Back to complexity. Left to its own, the natural world is already complex. With the information boom and exponentiality of technology, our human-made world is becoming more complex every day. It's true that we have created an enormously complex world for ourselves to live in and operate businesses in. Add to this the pace of change, which is also on an exponential curve. I have heard it said that the pace of change will never be slower than it is today. Buckle up. We are in for quite a ride. It seems that we leaders need to step up our right brain game pretty quick.

Picking up the beauty of a confoundingly complex world,
  seeing it through the eyes of wholeness,
expressing it in art, music, poetry,
allowing it to penetrate us
  as it informs us
  and then moves us to something new from some unexpected connection.
That's the power of right brain thinking.

If that poetic moment is a little too esoteric we can back off a bit. Let's just look at the benefits of right brain thinking to bring that out of the box breakthrough, the one that bursts forth from the box we put ourselves in via left brain thinking. 
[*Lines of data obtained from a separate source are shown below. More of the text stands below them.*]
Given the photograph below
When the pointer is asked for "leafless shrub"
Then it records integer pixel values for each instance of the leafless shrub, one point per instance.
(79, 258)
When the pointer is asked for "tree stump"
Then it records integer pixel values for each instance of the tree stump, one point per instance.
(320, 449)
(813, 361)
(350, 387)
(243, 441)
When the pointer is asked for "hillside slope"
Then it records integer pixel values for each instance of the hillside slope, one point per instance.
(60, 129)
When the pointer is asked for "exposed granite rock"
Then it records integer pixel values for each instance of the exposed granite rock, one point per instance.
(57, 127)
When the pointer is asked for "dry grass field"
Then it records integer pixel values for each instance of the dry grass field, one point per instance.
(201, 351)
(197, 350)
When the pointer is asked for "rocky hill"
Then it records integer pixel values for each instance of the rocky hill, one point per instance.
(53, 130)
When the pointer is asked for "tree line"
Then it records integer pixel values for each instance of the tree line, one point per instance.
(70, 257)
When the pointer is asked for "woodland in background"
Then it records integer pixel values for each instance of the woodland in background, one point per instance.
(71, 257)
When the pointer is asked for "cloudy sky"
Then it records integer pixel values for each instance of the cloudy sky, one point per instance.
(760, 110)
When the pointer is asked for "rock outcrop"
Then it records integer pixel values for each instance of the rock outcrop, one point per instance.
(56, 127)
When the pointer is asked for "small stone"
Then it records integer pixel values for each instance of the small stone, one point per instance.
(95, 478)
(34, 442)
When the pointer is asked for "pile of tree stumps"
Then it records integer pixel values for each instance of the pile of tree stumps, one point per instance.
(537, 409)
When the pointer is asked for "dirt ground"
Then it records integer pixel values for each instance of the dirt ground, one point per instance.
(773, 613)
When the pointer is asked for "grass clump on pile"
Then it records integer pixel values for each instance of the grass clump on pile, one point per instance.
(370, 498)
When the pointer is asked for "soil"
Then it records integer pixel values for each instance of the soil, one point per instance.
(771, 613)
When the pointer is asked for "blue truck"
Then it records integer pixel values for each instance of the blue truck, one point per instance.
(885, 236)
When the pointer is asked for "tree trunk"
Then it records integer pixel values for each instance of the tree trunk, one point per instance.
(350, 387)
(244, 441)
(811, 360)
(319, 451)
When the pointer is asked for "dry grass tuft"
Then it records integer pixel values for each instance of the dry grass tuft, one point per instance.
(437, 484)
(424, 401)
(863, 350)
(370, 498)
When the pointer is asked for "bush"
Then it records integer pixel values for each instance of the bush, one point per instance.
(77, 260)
The power and the benefit of right brain thinking to see the interconnections between related and seemingly unrelated items to inform a brand new option. To witness the smallness of our own thinking and expand our minds to take in more, as much as we possibly can. In short, to work with WHAT IS rather than narrowing it to what we think we can handle. These are the hallmarks of right brain thinking.

Left brain and right brain thinking.

The two together may deliver us to the simplicity on the other side of complexity.